Das Collegium Cardiologicum e.V.

Ziel ist eine Qualitätssicherung im Hinblick auf die Diagnostik erblich bedingter Herzerkrankungen bei Hund und Katze als eine Säule des Verbraucherschutzes. Erbliche Herzerkrankungen stehen im Fokus beim Collegium Cardiologicum e.V. (CC). Ziel ist es, diese Erkrankungen standardisiert und qualifiziert untersuchen zu können. „Dieses Vorgehen sichert einen kardiologischen Untersuchungsstandard, der für die Erstellung von Gutachten zum Vorliegen erblich bedingter Herzerkrankungen notwendig ist. Dazu sind eine einheitliche und nachvollziehbare Befunderfassung bei den kardiologischen Zuchtuntersuchungen und eine Überprüfung der fachlichen Voraussetzungen der Untersucher zu gewährleisten.

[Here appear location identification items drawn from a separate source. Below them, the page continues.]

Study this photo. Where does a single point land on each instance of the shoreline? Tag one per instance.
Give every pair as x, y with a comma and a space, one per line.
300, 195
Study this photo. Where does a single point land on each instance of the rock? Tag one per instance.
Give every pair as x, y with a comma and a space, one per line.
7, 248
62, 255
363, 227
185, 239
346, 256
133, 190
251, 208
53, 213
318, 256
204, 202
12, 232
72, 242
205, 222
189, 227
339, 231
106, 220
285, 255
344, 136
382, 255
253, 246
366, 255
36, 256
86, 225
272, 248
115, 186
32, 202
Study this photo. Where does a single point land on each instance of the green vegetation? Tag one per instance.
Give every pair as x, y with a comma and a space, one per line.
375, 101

Um diesen Standard dauerhaft sicherzustellen, bedarf es einer permanenten Fortbildung der Mitglieder und einer regelmäßigen Anpassung der Untersuchungsverfahren auf Basis der jeweils aktuellen wissenschaftlichen Erkenntnisse. Dies gewährleistet dann die Möglichkeit, die Ergebnisse von Herzuntersuchungen für wissenschaftliche oder rein statistische Zwecke auszuwerten. Nur wenn die Daten einheitlich erhoben wurden, sind sie nachvollziehbar und miteinander vergleichbar“

Wie alles begann...

Am 21. August 1999 wurde die Arbeitsgruppe Kardiologie als Teil der damaligen DVG Fachgruppe Kleintiere auf Einladung von Dr. Ralf Tobias in Hannover gegründet. Schon zwei Jahre zuvor hatten sich die ersten kardiologisch interessierten Tierärzte in einer Gruppe zusammengefunden, um dem Wunsch des Boxerklubs nachzukommen, ihre Zuchthunde auf angeborene Herzerkrankungen zu untersuchen. Die sogenannte „Boxerstudie“ war der Startschuss für kardiologische Zuchtuntersuchungen in Deutschland. Parallel dazu entstanden weitere Untersucherlisten für die kardiologischen Zuchtuntersuchungen bei Irish Wolfhounds und Neufundländern. Ausgewählt wurden die zugelassenen tierärztlichen Untersucher von den Zuchtvereinen. Die Auswahlkriterien für die Mitgliedschaft zu dieser Gruppe waren unbekannt. Es gab daher keine transparenten Zugangskriterien und es bestand kein Zugriff der Tierärzte auf die Zulassung zur Untersuchergruppe.

Zu dieser Zeit gab es in der deutschen Hundezucht unter dem Dach des VDH e.V. bereits etablierte Untersuchergruppen in zwei Gesellschaften (Hohenheimer Kreis/GRSK und DOK e.V.) zur Untersuchung von Skelett- und Augenerkrankungen. Diese Gesellschaften wurden mit Unterstützung des VDH e.V. gegründet, um Mindeststandards für tierärztliche Untersuchungen auf zuchtrelevante Erkrankungen zu definieren. Eine notwendige Maßnahme, um den Verbraucherschutz zu verbessern. Es bestand also Handlungsbedarf.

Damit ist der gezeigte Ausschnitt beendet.